If we were to pause the IO thread for each client individually, the
efficiency would be very low. Conversely, pausing all IO threads
simultaneously would be costly, especially when there are many IO
threads, as clientsCron is invoked relatively frequently.
To address this, we adopted a batched approach for pausing IO threads.
At most, 8 IO threads are paused at a time. The operations mentioned
above are only performed on clients running in the paused IO threads,
significantly reducing overhead while maintaining safety.

### Observability
In the current design, the main thread always assigns clients to the IO
thread with the least clients. To clearly observe the number of clients
handled by each IO thread, we added the new section in INFO output. The
`INFO THREADS` section can show the client count for each IO thread.
```
# Threads
io_thread_0:clients=0
io_thread_1:clients=2
io_thread_2:clients=2
```

Additionally, in the `CLIENT LIST` output, we also added a field to
indicate the thread to which each client is assigned.

`id=244 addr=127.0.0.1:41870 laddr=127.0.0.1:6379 ... resp=2 lib-name=
lib-ver= io-thread=1`

## Trade-off
### Special Clients
For certain special types of clients, keeping them running on IO threads
would result in severe race issues that are difficult to resolve.
Therefore, we chose not to offload these clients to the IO threads.

For replica, monitor, subscribe, and tracking clients, main thread may
directly write them a reply when conditions are met. Race issues are
difficult to resolve, so we have them processed in the main thread.
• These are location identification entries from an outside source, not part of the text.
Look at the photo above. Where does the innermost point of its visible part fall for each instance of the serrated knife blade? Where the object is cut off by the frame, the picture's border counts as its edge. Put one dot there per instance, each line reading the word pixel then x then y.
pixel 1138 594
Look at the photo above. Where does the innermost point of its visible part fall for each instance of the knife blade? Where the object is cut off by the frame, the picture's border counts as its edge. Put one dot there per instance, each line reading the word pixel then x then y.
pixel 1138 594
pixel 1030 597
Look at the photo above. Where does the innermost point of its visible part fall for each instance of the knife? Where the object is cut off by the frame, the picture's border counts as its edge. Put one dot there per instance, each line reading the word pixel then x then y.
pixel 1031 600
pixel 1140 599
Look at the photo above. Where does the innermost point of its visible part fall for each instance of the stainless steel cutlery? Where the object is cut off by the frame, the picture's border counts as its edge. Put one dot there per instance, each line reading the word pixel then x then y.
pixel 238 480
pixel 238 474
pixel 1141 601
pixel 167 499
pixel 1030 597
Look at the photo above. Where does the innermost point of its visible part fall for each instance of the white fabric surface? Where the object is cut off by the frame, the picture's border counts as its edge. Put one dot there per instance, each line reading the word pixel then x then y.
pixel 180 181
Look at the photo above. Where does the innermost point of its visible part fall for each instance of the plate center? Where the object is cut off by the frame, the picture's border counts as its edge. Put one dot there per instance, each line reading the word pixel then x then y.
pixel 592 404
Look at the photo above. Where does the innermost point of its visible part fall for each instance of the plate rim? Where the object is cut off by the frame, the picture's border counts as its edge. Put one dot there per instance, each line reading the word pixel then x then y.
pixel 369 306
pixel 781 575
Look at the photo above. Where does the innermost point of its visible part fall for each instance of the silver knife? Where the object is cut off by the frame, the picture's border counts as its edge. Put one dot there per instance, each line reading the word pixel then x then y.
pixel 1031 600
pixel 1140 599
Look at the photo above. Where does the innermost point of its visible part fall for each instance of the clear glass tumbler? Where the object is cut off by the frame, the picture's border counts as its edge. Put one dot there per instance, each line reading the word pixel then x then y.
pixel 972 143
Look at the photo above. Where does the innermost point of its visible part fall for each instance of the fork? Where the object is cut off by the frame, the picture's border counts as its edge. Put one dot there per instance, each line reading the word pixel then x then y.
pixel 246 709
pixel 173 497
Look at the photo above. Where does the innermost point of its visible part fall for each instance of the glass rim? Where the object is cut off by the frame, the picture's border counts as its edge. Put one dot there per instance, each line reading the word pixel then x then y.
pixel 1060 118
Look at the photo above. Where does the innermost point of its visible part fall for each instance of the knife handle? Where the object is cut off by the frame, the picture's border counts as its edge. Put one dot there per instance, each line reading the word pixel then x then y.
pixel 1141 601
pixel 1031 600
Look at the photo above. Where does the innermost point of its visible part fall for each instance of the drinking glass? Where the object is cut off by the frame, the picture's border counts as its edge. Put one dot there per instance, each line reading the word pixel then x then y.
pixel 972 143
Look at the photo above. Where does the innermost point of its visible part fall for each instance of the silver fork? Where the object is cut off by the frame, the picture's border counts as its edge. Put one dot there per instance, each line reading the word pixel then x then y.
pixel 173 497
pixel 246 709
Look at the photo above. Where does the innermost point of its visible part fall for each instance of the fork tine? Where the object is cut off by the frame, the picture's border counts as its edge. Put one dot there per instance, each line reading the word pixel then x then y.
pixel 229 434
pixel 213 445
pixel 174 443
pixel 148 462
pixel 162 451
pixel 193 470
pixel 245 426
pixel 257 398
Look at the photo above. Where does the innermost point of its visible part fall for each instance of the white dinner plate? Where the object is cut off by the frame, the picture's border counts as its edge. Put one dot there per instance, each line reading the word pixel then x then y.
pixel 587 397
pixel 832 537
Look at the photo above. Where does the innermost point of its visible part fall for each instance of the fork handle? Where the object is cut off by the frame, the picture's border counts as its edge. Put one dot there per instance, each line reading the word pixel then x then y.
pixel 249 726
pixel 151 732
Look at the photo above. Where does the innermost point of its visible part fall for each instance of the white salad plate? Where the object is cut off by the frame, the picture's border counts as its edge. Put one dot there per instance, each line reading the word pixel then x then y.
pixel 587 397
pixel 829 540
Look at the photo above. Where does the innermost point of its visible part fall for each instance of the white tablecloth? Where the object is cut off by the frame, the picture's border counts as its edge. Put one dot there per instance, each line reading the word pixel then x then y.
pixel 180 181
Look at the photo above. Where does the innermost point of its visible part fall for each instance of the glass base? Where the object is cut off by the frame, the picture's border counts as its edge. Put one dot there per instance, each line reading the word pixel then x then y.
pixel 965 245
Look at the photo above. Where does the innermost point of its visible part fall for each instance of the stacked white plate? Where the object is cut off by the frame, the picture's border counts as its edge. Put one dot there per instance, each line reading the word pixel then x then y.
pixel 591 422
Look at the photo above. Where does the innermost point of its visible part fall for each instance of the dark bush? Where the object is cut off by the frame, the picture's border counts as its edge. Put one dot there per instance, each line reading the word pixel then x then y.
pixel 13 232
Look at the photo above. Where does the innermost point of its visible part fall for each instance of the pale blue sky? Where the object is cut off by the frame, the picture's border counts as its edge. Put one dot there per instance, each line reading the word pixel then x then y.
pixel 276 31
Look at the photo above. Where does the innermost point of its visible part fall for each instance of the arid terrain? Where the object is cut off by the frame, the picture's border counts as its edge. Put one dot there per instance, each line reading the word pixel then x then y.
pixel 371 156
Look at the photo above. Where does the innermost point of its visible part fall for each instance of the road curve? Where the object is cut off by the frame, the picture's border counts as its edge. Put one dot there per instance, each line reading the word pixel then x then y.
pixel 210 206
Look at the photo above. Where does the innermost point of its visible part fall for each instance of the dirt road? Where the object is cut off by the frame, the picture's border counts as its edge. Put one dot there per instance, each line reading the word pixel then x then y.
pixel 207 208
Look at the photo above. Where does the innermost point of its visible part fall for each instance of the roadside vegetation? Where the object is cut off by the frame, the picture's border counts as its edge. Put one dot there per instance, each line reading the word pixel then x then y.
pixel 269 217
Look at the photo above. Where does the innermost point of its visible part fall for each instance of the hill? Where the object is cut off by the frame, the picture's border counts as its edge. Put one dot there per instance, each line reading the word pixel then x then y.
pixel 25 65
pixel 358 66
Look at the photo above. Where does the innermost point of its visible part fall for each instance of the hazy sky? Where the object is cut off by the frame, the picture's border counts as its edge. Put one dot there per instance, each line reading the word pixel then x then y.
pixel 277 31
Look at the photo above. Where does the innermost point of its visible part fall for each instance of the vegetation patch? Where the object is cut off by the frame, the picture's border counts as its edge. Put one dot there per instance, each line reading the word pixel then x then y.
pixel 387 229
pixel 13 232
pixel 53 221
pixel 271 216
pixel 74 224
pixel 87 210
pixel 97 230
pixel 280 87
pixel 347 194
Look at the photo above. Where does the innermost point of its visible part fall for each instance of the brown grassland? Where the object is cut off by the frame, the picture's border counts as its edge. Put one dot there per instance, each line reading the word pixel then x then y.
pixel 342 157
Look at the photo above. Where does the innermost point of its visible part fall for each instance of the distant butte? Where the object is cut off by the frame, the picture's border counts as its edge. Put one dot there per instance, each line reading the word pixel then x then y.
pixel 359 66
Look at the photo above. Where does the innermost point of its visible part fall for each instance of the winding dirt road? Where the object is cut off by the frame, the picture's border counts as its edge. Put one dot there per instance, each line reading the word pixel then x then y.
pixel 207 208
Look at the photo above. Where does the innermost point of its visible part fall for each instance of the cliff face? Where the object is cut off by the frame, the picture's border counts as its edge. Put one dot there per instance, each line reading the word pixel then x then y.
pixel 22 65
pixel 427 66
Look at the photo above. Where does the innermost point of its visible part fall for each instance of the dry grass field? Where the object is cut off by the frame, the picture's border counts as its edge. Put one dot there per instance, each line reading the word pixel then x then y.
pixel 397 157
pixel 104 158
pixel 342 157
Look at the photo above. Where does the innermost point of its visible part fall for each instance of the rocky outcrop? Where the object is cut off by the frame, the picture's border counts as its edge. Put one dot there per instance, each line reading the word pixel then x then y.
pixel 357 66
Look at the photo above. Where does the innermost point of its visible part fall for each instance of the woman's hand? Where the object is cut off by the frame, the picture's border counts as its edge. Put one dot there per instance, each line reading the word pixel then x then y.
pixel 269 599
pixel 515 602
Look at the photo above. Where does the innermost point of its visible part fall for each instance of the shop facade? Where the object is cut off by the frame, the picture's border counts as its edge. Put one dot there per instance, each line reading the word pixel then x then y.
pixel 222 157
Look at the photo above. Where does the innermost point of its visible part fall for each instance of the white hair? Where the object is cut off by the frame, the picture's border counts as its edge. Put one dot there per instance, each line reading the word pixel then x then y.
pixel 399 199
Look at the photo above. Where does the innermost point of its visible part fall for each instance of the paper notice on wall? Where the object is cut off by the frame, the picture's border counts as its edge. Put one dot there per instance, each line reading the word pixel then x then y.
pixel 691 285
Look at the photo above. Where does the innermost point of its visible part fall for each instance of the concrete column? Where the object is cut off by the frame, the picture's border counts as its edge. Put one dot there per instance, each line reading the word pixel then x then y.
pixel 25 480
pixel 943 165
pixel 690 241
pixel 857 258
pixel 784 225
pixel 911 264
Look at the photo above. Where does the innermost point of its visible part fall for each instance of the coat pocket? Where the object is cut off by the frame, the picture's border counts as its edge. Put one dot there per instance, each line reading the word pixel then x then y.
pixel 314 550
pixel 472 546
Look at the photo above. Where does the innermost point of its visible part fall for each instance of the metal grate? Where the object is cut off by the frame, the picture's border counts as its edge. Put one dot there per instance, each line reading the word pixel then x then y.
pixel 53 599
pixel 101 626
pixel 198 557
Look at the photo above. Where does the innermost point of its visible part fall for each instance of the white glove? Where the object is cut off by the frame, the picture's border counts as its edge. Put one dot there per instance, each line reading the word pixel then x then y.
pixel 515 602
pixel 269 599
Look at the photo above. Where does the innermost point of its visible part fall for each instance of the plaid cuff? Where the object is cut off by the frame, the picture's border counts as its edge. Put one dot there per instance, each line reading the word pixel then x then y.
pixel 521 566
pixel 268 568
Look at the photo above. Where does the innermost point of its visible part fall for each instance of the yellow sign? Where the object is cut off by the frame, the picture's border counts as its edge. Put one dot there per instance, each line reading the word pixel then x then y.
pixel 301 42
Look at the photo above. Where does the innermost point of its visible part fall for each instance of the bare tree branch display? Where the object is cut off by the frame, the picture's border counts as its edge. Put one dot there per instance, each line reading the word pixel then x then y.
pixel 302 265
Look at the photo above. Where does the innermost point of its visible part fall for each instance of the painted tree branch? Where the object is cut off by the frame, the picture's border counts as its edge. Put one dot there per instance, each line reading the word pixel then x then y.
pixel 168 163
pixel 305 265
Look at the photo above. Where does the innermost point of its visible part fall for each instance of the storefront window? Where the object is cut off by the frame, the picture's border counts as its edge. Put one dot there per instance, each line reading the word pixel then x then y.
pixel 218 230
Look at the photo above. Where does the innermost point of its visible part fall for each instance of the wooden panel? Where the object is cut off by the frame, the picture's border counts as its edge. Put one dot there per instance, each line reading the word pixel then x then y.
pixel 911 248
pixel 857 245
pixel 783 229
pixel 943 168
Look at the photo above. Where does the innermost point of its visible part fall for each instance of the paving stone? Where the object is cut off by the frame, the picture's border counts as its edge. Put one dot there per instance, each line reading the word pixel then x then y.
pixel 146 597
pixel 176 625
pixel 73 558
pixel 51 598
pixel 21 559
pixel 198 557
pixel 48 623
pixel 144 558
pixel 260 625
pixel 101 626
This
includes the Lua debug clients as well, since we may operate connection
directly.

For blocking client, after the IO thread reads and parses a command and
hands it over to the main thread, if the client is identified as a
blocking type, it will be remained in the main thread. Once the blocking
operation completes and the reply is generated, the client is
transferred back to the IO thread to send the reply and wait for event
triggers.

### Clients Eviction
To support client eviction, it is necessary to update each client’s
memory usage promptly during operations such as read, write, or command
execution. However, when a client operates on an IO thread, it is not
feasible to update the memory usage immediately due to the risk of data
races. As a result, memory usage can only be updated either in the main
thread while processing commands or in the `ClientsCron` periodically.
The downside of this approach is that updates might experience a delay
of up to one second, which could impact the precision of memory
management for eviction.

To avoid incorrectly evicting clients. We adopted a best-effort
compensation solution, when we decide to eviction a client, we update
its memory usage again before evicting, if the memory used by the client
does not decrease or memory usage bucket is not changed, then we will
evict it, otherwise, not evict it.

However, we have not completely solved this problem. Due to the delay in
memory usage updates, it may lead us to make incorrect decisions about
the need to evict clients.

### Defragment
In the majority of cases we do NOT use the data from argv directly in
the db.
1. key names
We store a copy that we allocate in the main thread, see `sdsdup()` in
`dbAdd()`.
2. hash key and value
We store key as hfield and store value as sds, see `hfieldNew()` and
`sdsdup()` in `hashTypeSet()`.
3. other datatypes
   They don't even use SDS, so there is no reference issues.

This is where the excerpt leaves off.